Al Başrah al Qadīmah

TL;DR

Iraq's only window to the sea — founded 638 CE as Islam's first garrison city, now handling 99% of national exports through a port that's been destroyed and rebuilt by every war since 1980. Grand Faw Port aims to rival Suez.

By Alex Denne

Iraq has 46 million people and one window to the sea — and that window is Basra. Al Basrah al Qadimah ('Old Basra') marks the historic core of a city founded in 638 CE by Caliph Umar I as one of Islam's first purpose-built urban settlements outside Arabia. The original garrison camp near modern Al-Zubayr, 13 kilometers from today's center, grew into the intellectual capital of the early Islamic world: Sufi mysticism originated here, and the schools of theology, philosophy, and Arabic grammar that shaped all subsequent Islamic thought were established along the Shatt al-Arab waterway where the Tigris and Euphrates merge before reaching the Persian Gulf.

For thirteen centuries, Basra has functioned as Iraq's gill — the single respiratory interface between a landlocked agricultural economy and the global maritime system. English, Dutch, and Portuguese traders established commercial presence in the 17th century. British forces used Basra as the communications port between Mesopotamia and India during World War I. Oil extraction in the 20th century transformed the city into a pipeline terminal whose infrastructure now handles the majority of Iraq's crude exports, which constitute 99% of the nation's total exports.

This single-point-of-failure architecture explains why every war in Iraq has targeted Basra.
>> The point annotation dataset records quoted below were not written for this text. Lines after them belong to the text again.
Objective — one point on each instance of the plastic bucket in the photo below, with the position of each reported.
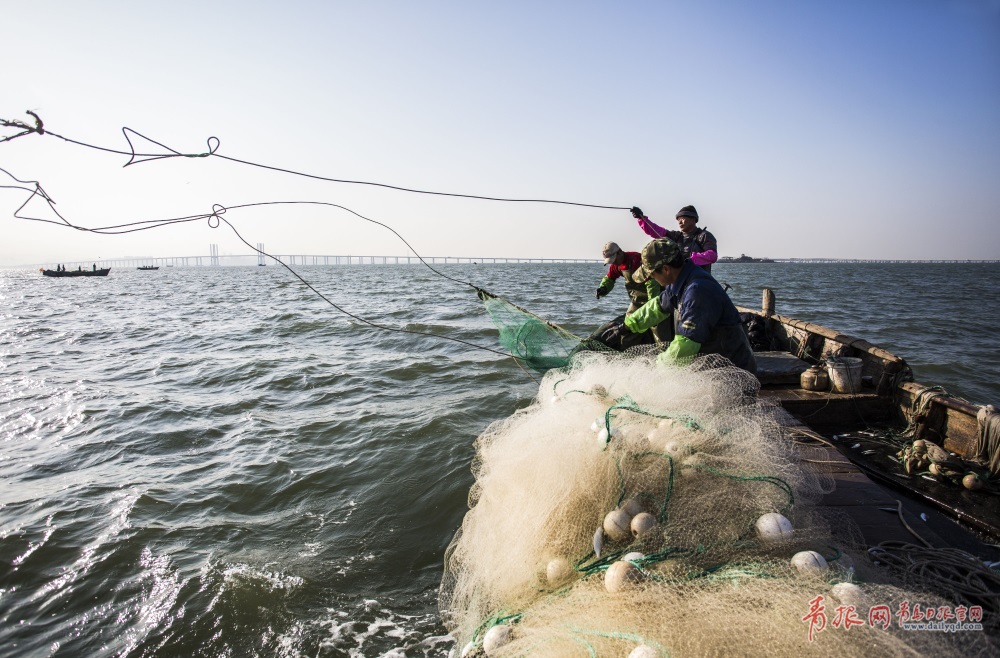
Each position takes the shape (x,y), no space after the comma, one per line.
(845,375)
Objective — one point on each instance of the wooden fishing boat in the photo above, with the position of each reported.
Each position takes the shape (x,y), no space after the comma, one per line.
(873,432)
(80,272)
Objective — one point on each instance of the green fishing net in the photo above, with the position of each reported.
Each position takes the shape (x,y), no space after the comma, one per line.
(538,343)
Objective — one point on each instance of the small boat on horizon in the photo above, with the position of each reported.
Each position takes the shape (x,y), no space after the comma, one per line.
(76,272)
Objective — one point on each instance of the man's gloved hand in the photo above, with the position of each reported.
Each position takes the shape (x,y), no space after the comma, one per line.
(619,332)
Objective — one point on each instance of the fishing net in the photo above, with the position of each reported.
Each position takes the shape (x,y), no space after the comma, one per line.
(639,510)
(543,345)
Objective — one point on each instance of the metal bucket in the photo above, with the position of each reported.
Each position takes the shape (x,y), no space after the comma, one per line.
(845,375)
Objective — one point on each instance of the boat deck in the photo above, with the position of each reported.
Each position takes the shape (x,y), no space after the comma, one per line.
(872,506)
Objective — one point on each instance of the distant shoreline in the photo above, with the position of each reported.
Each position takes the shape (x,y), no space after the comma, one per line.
(309,261)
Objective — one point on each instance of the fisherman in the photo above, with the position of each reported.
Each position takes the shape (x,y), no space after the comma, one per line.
(705,319)
(625,264)
(697,243)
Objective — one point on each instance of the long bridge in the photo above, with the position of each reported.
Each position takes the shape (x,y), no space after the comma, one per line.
(213,259)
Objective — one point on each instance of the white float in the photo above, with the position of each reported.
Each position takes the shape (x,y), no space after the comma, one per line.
(809,563)
(642,523)
(773,527)
(617,525)
(496,637)
(621,576)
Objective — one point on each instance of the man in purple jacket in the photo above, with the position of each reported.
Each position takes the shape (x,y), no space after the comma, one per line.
(697,244)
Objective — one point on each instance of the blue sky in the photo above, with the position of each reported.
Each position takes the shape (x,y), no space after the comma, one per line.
(863,129)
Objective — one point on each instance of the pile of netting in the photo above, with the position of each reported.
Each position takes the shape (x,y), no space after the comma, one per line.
(638,510)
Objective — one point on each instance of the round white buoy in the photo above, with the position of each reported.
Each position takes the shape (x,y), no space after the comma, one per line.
(632,506)
(642,523)
(644,651)
(848,594)
(621,576)
(809,563)
(773,527)
(677,449)
(496,637)
(617,525)
(558,571)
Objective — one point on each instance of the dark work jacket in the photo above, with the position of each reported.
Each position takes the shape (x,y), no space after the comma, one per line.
(704,313)
(699,241)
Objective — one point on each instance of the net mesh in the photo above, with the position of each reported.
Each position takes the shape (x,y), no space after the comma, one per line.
(535,341)
(552,558)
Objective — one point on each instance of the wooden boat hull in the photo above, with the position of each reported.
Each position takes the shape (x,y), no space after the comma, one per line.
(100,272)
(889,411)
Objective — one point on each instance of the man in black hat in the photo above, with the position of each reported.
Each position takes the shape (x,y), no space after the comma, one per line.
(706,321)
(696,243)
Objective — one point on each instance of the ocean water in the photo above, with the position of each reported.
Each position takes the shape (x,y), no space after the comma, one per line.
(218,462)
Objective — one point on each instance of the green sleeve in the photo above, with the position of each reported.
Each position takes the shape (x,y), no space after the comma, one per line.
(652,288)
(680,352)
(647,316)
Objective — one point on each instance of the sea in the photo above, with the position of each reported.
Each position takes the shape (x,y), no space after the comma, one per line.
(224,461)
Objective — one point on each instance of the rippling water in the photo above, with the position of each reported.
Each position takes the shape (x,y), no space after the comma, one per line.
(216,462)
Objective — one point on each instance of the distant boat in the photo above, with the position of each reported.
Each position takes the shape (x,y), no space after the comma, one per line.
(744,259)
(81,272)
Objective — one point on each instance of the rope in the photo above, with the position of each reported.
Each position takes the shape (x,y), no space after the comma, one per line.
(949,571)
(214,143)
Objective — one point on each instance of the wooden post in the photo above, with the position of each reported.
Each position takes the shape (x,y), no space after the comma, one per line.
(767,305)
The Iran-Iraq War (1980-1988) devastated the refinery and halved the population from 1.5 million to as low as 400,000. The 1991 Gulf War inflicted further damage. Yet the city rebuilt to 2.6 million — geographic necessity overriding destruction, because Iraq simply cannot trade without its only port. The Grand Faw Port, under construction by Daewoo at a cost of $5 billion, will feature the world's longest breakwaters (14.5 kilometers, Guinness-certified) and is designed to cut Europe-Asia transit by 11 days — potentially rivaling the Suez Canal. The Development Road project links Grand Faw to Turkey via 1,200 kilometers of railway and highway, projecting 200,000 jobs.

Old Basra's trajectory is the story of obligate dependence: a nation's entire maritime metabolism flowing through a single organ that has been damaged and rebuilt repeatedly because there is no anatomical alternative.